The chart below again shows the Case-Shiller and FHFA home price indexes as above, and compares them with the number of homes for sale from the New Home Sales Report ((gold)), all measured year-over-year:

House price indices relative to new housing stock

Fred

Except for the fact that stocks are generally more volatile and were drawn down early before the 1990 recession, the relationship has remained intact for the past 30 years.

While the primary relationship between price and inventory has been consistent when it comes to *new* homes, in the post I also want to address existing home sales.

Eight years ago, shortly after I started writing about these relationships, I included the following chart of existing home sales, prices, and inventory through early 2014:

Existing Home Sales vs. Inventory through 2014

Fred

Since then, the NAR has only allowed FRED to publish its data for the previous year. Also, since the inventory data published by the NAR is not seasonally adjusted, the YoY relationship is the only good way to measure it – making one-year information virtually meaningless. Fortunately, several other authors have published long series of year-over-year sales or existing inventory data. Additionally, I have also backtracked and individually calculated turning points for each over the past 8 years.

Here are the last 5 years of existing home sales, calculated year-over-year, through the end of 2021, via Wolf Street:

2017-21 YoY Existing Home Sales

Realtor.com via Wolf Street

Sales turned negative year-on-year in March 2018, turned positive again in July 2019, then negative again in August 2021. And have remained negative ever since.

Now here is the annual % change in existing home inventory from 2018 to last month:

Inventory of existing houses 2017-22

Realtor.com via Redfin

Inventory turned positive in June 2018 (3 months after sales turned negative), then negative in July 2019 (the same month sales turned positive), and has remained negative ever since, although as you can tell note, the trend tends to become positive. .

In short, even with existing homes, sales drive prices, which in turn drive inventory, although sometimes inventory and sales move in opposite directions almost simultaneously – but even then sales are slightly ahead.

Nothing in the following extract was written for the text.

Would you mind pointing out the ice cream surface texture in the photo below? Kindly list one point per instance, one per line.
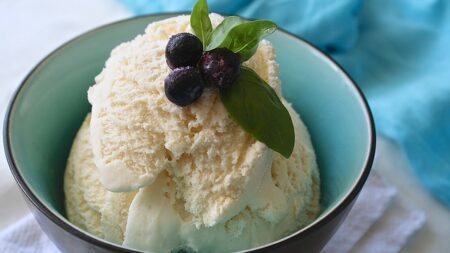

To summarize with respect to prices versus inventory, house prices, while rising, slowed from 2019 and only rose sharply after the pandemic shutdowns in early 2020. Meanwhile, inventories continued to decline year-over-year, with the level of year-over-year decline appearing to bottom in early 2021. With the sharp price increase in 2021, as expected, inventories are declining at a slower pace of a year on the other since then, and we can expect them to increase over the next few months.

Conclusion

The above review of the housing market has shown that since the pandemic hit, it has behaved in line with the pattern.

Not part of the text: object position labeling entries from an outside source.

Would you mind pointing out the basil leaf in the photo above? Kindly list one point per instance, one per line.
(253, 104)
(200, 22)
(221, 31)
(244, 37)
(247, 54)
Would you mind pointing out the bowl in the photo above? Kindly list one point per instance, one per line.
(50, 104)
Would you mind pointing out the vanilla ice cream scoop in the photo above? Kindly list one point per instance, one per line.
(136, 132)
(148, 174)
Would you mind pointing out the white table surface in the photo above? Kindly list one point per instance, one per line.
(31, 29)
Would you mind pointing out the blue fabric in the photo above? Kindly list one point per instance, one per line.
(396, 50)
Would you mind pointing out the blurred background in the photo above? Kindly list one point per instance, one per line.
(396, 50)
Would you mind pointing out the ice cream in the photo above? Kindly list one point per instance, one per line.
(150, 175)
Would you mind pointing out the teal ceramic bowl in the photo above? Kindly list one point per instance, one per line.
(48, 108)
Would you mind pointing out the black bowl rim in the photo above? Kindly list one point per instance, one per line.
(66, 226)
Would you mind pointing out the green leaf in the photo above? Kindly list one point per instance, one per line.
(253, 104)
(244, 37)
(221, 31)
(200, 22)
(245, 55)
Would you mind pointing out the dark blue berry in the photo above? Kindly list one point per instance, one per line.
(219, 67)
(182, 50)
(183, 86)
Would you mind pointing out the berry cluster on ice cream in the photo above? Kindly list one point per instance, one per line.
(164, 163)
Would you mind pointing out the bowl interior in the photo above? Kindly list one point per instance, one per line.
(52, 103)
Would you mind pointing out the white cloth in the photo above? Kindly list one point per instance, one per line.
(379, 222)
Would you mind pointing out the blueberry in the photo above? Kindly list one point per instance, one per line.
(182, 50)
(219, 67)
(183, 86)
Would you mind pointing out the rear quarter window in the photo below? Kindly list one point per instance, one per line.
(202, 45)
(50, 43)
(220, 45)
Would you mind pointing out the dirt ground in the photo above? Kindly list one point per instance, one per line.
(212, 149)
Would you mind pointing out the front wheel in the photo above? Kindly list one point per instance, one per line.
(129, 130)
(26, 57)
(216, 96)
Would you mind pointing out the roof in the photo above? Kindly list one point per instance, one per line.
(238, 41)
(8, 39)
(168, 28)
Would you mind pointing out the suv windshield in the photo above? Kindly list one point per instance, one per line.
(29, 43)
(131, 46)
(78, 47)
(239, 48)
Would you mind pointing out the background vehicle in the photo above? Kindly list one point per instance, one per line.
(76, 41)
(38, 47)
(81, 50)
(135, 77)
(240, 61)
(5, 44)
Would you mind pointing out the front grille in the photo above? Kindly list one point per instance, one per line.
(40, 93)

In 2020, with historically low interest rates, new home sales and construction have skyrocketed. Prices followed. As buyers looked to purchase a home, inventories continued to fall. But as interest rates climbed higher and higher over the past 16 months, sales and construction peaked. Price increases are also likely to peak; while stocks are about to rise again.

The pattern is most analogous to the 2003-06 boom or bubble period. Even as sales growth slowed and then reversed, prices rose more and more at a healthy pace, while inventories, which had been slowly shrinking, reversed course and rose. Even after the price dam broke, inventories continued to rise before finally following both sales and prices.

I expect a similar scenario to unfold over the next 12-24 months. And it goes without saying that with housing being such a large component of long-term leading indicators, the likely intensification of the slowdown in housing construction will have a significant negative impact on the broader economy over this period.